Practice teams should create action plans to increase the number of people on palliative care registers and to improve early identification of people who may be in the final year of life, it explains.
The report, commissioned by the NHS National End of Life Care Programme, examined the end-of-life care provided by 15 PCTs and 509 practices in England. It also looked at data on the 4,487 deaths in these PCTs in February and March 2009.
It identified examples of best practice that should be adopted more widely, including localised collaboration between district nurses and practice teams.
The researchers found that around 27 per cent of people who died were included on practice palliative care registers.
However, when asked to examine data on other deaths, practices suggested that a further 15 per cent of deaths were predictable, even though these patients were not included on palliative care registers.
Shrewsbury GP Dr Teresa Griffin, who has an interest in palliative care, said that including people on palliative care registers meant that their treatment could be planned, rather than being centred on crisis management.

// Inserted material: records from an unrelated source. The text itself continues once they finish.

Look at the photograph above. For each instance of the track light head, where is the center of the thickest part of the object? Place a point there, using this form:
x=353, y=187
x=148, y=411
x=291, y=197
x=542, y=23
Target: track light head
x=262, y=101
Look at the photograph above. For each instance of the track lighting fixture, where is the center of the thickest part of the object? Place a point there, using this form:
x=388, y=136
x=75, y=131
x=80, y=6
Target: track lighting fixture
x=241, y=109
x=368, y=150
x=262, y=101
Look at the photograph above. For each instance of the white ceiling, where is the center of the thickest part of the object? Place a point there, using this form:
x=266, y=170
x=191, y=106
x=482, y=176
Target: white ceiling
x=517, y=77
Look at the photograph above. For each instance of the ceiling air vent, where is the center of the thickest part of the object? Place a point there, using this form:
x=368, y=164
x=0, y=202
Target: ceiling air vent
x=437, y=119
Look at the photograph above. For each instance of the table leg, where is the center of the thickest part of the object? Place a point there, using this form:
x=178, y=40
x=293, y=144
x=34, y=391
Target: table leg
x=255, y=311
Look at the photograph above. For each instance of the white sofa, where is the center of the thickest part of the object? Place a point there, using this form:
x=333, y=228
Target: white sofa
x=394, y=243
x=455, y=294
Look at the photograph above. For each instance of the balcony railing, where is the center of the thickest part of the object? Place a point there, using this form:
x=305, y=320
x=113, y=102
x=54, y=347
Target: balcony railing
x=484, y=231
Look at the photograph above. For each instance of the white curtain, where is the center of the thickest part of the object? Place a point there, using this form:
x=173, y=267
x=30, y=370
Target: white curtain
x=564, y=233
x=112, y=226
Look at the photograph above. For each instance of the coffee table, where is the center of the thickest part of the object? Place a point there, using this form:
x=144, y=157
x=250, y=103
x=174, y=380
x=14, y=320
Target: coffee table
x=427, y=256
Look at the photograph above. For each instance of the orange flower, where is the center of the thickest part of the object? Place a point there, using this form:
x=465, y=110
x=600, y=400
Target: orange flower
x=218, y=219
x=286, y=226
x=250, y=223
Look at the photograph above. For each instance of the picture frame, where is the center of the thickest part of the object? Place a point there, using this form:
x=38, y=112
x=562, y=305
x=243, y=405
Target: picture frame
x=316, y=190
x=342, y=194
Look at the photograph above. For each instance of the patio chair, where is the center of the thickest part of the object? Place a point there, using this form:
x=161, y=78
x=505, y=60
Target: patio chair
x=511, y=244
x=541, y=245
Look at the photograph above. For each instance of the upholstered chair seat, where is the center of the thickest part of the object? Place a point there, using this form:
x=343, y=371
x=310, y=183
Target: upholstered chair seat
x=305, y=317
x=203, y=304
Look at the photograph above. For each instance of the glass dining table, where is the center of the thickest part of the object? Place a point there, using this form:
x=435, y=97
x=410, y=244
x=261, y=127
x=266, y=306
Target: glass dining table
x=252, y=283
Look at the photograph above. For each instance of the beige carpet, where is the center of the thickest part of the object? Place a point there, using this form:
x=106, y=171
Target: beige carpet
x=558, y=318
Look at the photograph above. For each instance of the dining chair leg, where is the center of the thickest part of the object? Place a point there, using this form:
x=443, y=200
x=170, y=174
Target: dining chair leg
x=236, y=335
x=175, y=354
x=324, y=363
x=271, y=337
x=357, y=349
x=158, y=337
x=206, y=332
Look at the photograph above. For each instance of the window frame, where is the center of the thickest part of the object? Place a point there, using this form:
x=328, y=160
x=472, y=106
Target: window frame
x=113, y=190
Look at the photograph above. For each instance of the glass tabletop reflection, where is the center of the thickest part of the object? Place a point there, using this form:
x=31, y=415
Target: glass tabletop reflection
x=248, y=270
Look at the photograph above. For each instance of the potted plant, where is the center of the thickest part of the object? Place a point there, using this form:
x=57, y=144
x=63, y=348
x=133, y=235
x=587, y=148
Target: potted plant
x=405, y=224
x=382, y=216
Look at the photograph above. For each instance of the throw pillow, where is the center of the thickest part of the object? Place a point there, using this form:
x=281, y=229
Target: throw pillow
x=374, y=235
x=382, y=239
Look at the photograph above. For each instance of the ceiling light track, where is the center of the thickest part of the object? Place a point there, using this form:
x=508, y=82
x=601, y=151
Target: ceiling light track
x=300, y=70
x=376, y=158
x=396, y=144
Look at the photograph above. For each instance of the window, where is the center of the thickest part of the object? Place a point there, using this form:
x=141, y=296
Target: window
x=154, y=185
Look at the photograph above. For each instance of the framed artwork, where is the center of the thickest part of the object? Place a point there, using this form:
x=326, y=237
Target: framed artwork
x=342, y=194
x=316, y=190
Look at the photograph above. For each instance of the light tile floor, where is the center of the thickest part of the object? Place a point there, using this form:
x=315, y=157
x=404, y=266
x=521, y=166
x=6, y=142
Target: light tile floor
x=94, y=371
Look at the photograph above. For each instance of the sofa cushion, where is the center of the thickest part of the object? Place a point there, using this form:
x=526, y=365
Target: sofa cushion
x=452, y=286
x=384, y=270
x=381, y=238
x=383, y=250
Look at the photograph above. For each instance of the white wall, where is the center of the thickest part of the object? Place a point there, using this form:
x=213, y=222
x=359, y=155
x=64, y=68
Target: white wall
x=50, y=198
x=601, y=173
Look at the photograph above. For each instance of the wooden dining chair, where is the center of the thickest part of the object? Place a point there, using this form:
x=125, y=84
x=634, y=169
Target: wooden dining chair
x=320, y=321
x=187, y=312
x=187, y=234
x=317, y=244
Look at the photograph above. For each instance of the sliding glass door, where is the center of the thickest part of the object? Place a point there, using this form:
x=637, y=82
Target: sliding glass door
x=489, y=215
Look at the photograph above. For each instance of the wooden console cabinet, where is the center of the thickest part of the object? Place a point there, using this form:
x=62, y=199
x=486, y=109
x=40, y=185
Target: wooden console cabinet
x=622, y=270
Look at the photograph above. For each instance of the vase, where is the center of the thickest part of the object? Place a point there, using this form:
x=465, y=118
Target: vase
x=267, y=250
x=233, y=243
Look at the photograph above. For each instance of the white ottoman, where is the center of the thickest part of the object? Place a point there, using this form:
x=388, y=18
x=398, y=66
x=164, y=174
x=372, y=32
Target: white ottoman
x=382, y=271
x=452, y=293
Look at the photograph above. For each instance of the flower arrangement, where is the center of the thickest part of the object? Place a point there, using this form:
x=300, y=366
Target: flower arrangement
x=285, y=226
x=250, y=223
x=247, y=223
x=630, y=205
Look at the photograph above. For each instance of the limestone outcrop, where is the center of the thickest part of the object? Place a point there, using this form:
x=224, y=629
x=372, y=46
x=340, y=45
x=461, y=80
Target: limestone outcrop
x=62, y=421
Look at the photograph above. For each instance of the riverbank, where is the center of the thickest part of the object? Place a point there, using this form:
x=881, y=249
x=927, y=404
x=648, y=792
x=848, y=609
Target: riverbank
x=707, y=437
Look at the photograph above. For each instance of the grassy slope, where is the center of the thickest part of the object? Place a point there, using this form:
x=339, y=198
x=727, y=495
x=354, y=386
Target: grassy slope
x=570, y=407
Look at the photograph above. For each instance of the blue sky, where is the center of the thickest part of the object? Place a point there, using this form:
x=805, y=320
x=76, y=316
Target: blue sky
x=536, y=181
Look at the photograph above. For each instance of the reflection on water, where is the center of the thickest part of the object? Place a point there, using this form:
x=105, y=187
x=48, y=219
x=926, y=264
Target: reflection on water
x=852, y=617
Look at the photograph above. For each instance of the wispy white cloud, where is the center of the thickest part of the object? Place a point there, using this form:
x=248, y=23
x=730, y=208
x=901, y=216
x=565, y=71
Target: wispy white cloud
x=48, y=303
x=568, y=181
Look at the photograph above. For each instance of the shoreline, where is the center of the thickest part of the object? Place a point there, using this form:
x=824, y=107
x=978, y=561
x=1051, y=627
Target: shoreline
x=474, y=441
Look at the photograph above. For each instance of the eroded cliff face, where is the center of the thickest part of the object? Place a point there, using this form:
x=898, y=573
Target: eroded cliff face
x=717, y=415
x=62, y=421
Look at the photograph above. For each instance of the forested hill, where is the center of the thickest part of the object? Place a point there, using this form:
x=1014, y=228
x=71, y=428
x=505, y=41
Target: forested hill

'It's about helping people live better and providing a better quality of life at the end of people's lives,' she said.
She said that practice teams could use disease-specific clinics to examine patients for suitability for inclusion on palliative care registers.
Patients could then be assessed for conditions such as depression and any necessary treatments introduced, she said.
The report suggested commissioners should examine practice training needs 'particularly regarding the identification of people nearing the end of life, training in advance care planning discussions and support for people and carers at all stages'.